Energy demand from June 2021 and from May 2022. Provided by author.
The second interesting finding is that the quantity of the power cuts is small relative to the total delivered energy. Over the week 12-19 May 2022, Eskom delivered 4,271 MWh of electricity and cut 70 MWh, which is only about 1.6% of the energy generated, as shown in the image below.
I’m making this point to show that power cuts could get much worse, unless the rebuild programme begins soon. One reason that the power cuts attract high media attention is that consumers bear a disproportionate share of the energy cuts relative to Eskom’s anchor customers.
For instance, under level 4 where power cuts can last for over five hours in a day, lower end users have power for only 67% of the day – meaning 33% of their power supply is cut. But the total energy saving across the whole system is 10%. This suggests that Eskom deliberately preserves supply for its anchor customers – large industrial users and essential services – even during the power cuts.

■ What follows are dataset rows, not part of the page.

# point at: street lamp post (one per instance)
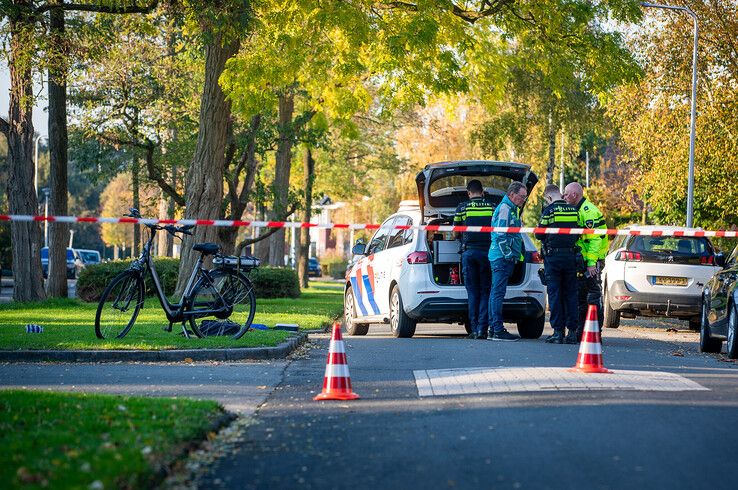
(35, 164)
(690, 181)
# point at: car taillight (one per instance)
(418, 258)
(626, 255)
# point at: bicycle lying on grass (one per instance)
(222, 292)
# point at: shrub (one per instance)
(275, 282)
(94, 279)
(269, 282)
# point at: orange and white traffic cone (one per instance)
(337, 382)
(589, 359)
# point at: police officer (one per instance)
(560, 266)
(594, 249)
(477, 211)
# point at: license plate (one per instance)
(670, 281)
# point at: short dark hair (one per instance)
(475, 186)
(514, 188)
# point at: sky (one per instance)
(40, 116)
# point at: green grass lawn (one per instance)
(69, 440)
(69, 324)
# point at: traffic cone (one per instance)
(589, 359)
(337, 382)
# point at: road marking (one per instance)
(470, 381)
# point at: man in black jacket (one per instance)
(477, 211)
(560, 265)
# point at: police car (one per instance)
(404, 276)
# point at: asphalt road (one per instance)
(393, 438)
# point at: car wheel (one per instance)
(402, 325)
(349, 314)
(707, 343)
(611, 317)
(531, 328)
(732, 343)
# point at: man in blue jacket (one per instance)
(505, 251)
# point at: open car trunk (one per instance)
(445, 255)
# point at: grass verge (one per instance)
(69, 324)
(70, 440)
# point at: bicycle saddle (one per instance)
(206, 248)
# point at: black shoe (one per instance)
(503, 336)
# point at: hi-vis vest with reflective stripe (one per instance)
(594, 247)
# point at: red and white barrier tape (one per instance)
(365, 226)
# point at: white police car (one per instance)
(405, 276)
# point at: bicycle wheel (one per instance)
(231, 293)
(119, 306)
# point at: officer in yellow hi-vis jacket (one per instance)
(593, 248)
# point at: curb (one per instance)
(236, 354)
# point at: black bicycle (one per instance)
(224, 292)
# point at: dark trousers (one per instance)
(590, 293)
(561, 285)
(477, 280)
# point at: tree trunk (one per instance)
(26, 238)
(135, 190)
(281, 184)
(204, 189)
(551, 164)
(170, 214)
(303, 247)
(56, 286)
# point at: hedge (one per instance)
(269, 282)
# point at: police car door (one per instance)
(371, 274)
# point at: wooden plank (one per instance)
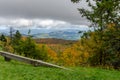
(29, 60)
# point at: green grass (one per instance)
(19, 71)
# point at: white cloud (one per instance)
(38, 23)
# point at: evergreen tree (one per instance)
(104, 43)
(102, 13)
(2, 38)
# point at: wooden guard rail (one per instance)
(8, 56)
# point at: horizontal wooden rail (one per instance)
(8, 56)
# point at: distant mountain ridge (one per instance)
(67, 35)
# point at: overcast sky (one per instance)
(40, 12)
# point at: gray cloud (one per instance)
(63, 10)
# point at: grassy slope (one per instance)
(20, 71)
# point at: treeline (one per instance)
(24, 46)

The final issue is that Eskom could get more capacity from its pumped hydro schemes. These schemes use excess power at night to pump water to high storage dams, from which the water is released during the day to meet the higher demand during daylight hours. During the week 12-19 May, capacity utilisation of pumped hydro was only about 38%
If there had been sufficient power during the day to refill the reservoirs, Eskom could have added 1.7 GW of generation capacity during the early evenings, making full use of the pumped hydro capacity and avoiding the need for loadshedding. That daytime power could have come from the renewable energy programme, if the Department of Mineral Resources and Energy had followed the build schedule.

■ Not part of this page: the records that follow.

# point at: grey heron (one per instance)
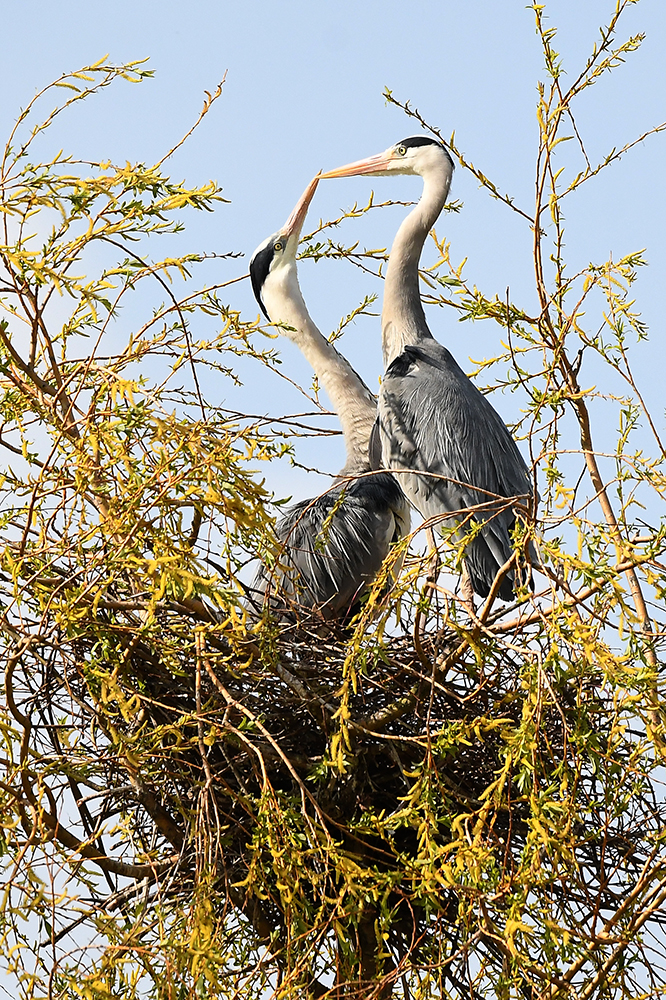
(333, 545)
(431, 416)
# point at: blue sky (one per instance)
(304, 91)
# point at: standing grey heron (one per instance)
(333, 545)
(431, 417)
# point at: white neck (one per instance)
(403, 318)
(353, 402)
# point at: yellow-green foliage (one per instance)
(433, 801)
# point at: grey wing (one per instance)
(333, 546)
(433, 419)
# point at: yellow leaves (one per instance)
(511, 928)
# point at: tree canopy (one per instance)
(429, 801)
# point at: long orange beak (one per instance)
(294, 223)
(371, 165)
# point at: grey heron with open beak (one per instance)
(334, 545)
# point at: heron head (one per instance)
(418, 154)
(277, 254)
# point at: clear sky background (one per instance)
(304, 91)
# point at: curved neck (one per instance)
(353, 402)
(403, 318)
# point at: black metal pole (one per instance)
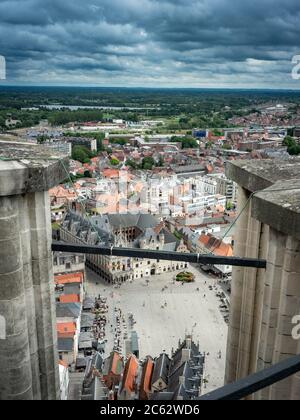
(158, 255)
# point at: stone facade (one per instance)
(127, 231)
(28, 354)
(264, 302)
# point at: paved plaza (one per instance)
(165, 316)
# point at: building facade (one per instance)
(265, 302)
(141, 231)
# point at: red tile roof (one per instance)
(129, 375)
(69, 298)
(69, 278)
(145, 388)
(65, 329)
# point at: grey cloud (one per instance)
(146, 41)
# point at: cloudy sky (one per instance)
(153, 43)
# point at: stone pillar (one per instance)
(264, 302)
(15, 363)
(28, 354)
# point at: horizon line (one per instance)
(3, 85)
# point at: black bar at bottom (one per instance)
(158, 255)
(256, 382)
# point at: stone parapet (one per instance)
(264, 302)
(28, 353)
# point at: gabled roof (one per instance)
(67, 310)
(65, 344)
(66, 329)
(129, 375)
(161, 369)
(145, 386)
(113, 364)
(69, 278)
(69, 298)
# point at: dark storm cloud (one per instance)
(150, 42)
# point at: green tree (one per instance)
(114, 162)
(81, 154)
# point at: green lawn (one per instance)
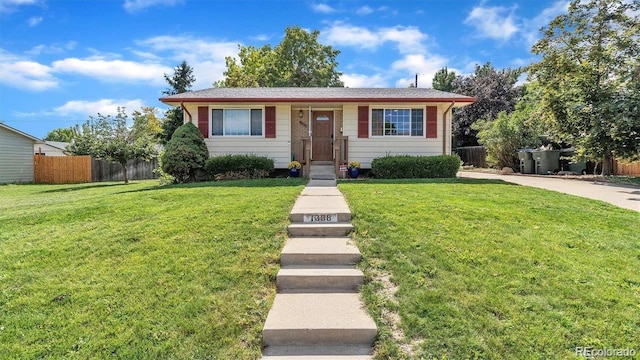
(462, 269)
(139, 271)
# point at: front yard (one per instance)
(456, 269)
(139, 271)
(484, 269)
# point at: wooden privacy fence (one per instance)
(83, 169)
(62, 169)
(622, 168)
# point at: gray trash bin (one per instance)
(526, 162)
(546, 161)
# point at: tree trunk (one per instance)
(124, 170)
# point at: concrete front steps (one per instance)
(317, 312)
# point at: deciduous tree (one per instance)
(108, 137)
(443, 80)
(60, 134)
(180, 82)
(146, 123)
(588, 74)
(495, 91)
(298, 61)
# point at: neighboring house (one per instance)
(363, 123)
(16, 155)
(51, 148)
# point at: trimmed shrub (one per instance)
(185, 154)
(414, 167)
(238, 167)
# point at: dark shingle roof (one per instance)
(317, 95)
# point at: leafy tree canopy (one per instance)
(298, 61)
(495, 91)
(180, 82)
(108, 137)
(146, 123)
(60, 134)
(589, 77)
(504, 136)
(443, 80)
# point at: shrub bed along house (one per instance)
(238, 167)
(411, 167)
(185, 154)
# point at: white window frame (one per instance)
(385, 108)
(224, 122)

Energy supplied by solar power facilities. Supplied by author.
What are the options for Eskom, apart from starting the build programme?

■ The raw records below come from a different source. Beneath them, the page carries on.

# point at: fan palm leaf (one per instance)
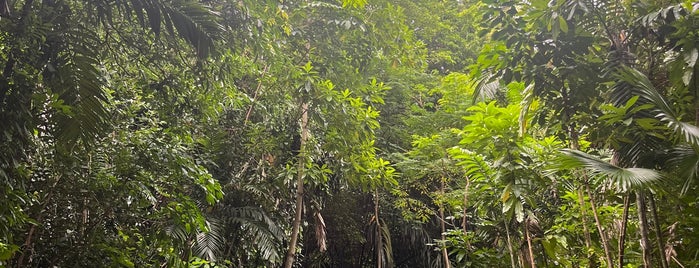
(623, 178)
(664, 112)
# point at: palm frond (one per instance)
(624, 178)
(192, 21)
(209, 243)
(266, 234)
(486, 88)
(664, 112)
(685, 161)
(80, 86)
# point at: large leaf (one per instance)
(642, 86)
(624, 178)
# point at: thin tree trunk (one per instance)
(529, 245)
(445, 254)
(658, 232)
(602, 234)
(288, 262)
(581, 200)
(624, 223)
(509, 245)
(643, 224)
(583, 217)
(464, 220)
(379, 237)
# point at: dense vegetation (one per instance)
(353, 133)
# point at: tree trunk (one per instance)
(581, 201)
(643, 224)
(529, 245)
(583, 217)
(445, 254)
(624, 223)
(464, 220)
(509, 244)
(289, 260)
(598, 223)
(379, 237)
(658, 232)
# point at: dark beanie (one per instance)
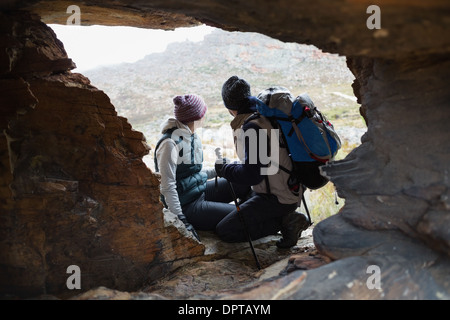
(235, 92)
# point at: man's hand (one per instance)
(219, 166)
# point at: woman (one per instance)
(185, 189)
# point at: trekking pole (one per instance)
(238, 209)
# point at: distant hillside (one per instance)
(143, 91)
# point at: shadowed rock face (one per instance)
(74, 189)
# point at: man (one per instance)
(273, 206)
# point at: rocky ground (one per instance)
(225, 269)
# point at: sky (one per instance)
(94, 46)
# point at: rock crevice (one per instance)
(74, 189)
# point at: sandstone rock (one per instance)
(74, 187)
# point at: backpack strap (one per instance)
(167, 134)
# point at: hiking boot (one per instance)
(292, 226)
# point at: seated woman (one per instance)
(185, 189)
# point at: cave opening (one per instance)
(156, 65)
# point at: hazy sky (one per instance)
(92, 46)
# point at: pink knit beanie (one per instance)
(189, 107)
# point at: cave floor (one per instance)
(227, 268)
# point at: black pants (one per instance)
(215, 210)
(213, 205)
(262, 214)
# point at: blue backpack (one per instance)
(310, 138)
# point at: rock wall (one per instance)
(74, 189)
(73, 185)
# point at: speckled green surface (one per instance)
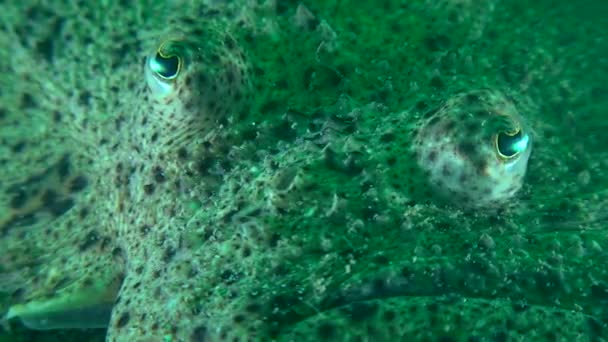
(316, 170)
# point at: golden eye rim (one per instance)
(160, 52)
(513, 133)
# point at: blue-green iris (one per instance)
(510, 145)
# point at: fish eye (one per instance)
(509, 145)
(165, 67)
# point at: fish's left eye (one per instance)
(166, 67)
(509, 145)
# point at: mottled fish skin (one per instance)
(330, 171)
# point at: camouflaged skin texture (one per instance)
(323, 170)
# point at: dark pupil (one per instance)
(507, 144)
(168, 65)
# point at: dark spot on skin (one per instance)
(149, 189)
(182, 153)
(18, 147)
(436, 82)
(27, 101)
(84, 98)
(91, 238)
(169, 254)
(446, 171)
(63, 167)
(359, 311)
(436, 43)
(274, 240)
(123, 320)
(145, 229)
(326, 330)
(389, 315)
(78, 184)
(387, 137)
(466, 148)
(159, 175)
(253, 308)
(198, 334)
(500, 336)
(83, 213)
(19, 199)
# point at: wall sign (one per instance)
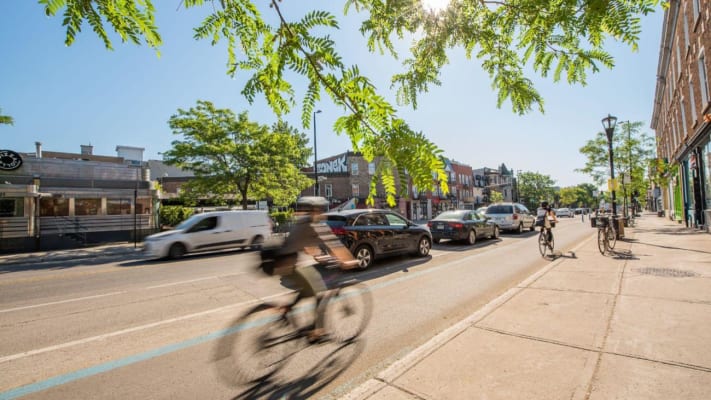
(9, 160)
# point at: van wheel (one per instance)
(177, 250)
(257, 242)
(364, 255)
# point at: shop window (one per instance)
(118, 206)
(54, 207)
(12, 207)
(87, 206)
(143, 206)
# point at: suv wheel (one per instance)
(423, 246)
(364, 255)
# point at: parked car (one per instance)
(564, 212)
(465, 225)
(373, 233)
(511, 216)
(214, 230)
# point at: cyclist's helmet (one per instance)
(312, 203)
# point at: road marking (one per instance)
(134, 329)
(184, 282)
(60, 302)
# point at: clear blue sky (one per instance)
(68, 96)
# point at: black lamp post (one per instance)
(316, 188)
(609, 123)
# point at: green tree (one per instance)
(632, 150)
(230, 155)
(5, 119)
(535, 187)
(509, 38)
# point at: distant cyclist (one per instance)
(546, 218)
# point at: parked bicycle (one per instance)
(546, 242)
(269, 334)
(606, 234)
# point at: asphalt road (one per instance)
(135, 328)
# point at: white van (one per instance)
(214, 230)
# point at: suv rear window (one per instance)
(499, 210)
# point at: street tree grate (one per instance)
(666, 272)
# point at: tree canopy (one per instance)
(562, 38)
(632, 151)
(230, 154)
(534, 187)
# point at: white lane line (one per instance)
(134, 329)
(61, 302)
(108, 294)
(182, 282)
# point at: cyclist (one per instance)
(295, 257)
(546, 219)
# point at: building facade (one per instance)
(681, 116)
(52, 200)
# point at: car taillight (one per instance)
(338, 230)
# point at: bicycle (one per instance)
(267, 335)
(544, 242)
(606, 235)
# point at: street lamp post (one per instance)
(609, 123)
(316, 188)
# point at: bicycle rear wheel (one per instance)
(602, 240)
(542, 244)
(260, 343)
(348, 311)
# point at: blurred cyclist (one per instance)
(295, 257)
(546, 218)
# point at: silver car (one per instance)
(511, 216)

To answer this question, we need some basics on energy systems. South Africa has a diverse energy system. Electricity is obtained from coal (the largest source), wind, solar, hydro-electric, nuclear, diesel and imports.
Wind, solar and nuclear can’t be controlled by the operator. Gas, hydro-electric, pumped hydro and diesel can. Coal is somewhere in between the two. Eskom’s role as the system operator is to blend all the sources to match the demand.
The difficulty is that both demand and supply are variable, as shown for solar in the image above. It is akin to managing a catering event when you have no idea how many guests will be there or how many meals will be delivered.
So, Eskom follows some simple rules (like other energy system operators). The rules are first to use sources it cannot control (wind, solar and nuclear), then add the coal power stations, and then top up with hydro-electricity and pumped hydro. And if there is still a shortfall, bring in the gas and diesel turbines.
The most obvious solution to Eskom’s immediate problem is two-fold:
- bring in more renewable energy, especially wind and solar, of the independent power producers procurement programme
- make more use of pumped hydro by using any sources of additional low-cost power, available from independent power producers and elsewhere.
This approach has already been outlined in my previous publication
covering the independent power producers procurement programme. I criticised the programme’s requirement of stand-alone power producers and argued that interconnectedness of the producers would reduce cost and increase resilience in the system. It is precisely this arrangement which will provide a solution to the short-term issues within the national grid.
In the longer term, the country needs to properly implement the 2019 Integrated Resource Plan, even if it clashes with the Department of Mineral Resources and Energy’s coal, gas and oil interests
. If the country doesn’t start the 2019 plan now, it will lead to the demise of Eskom as an energy producer as users are compelled to turn to other sources.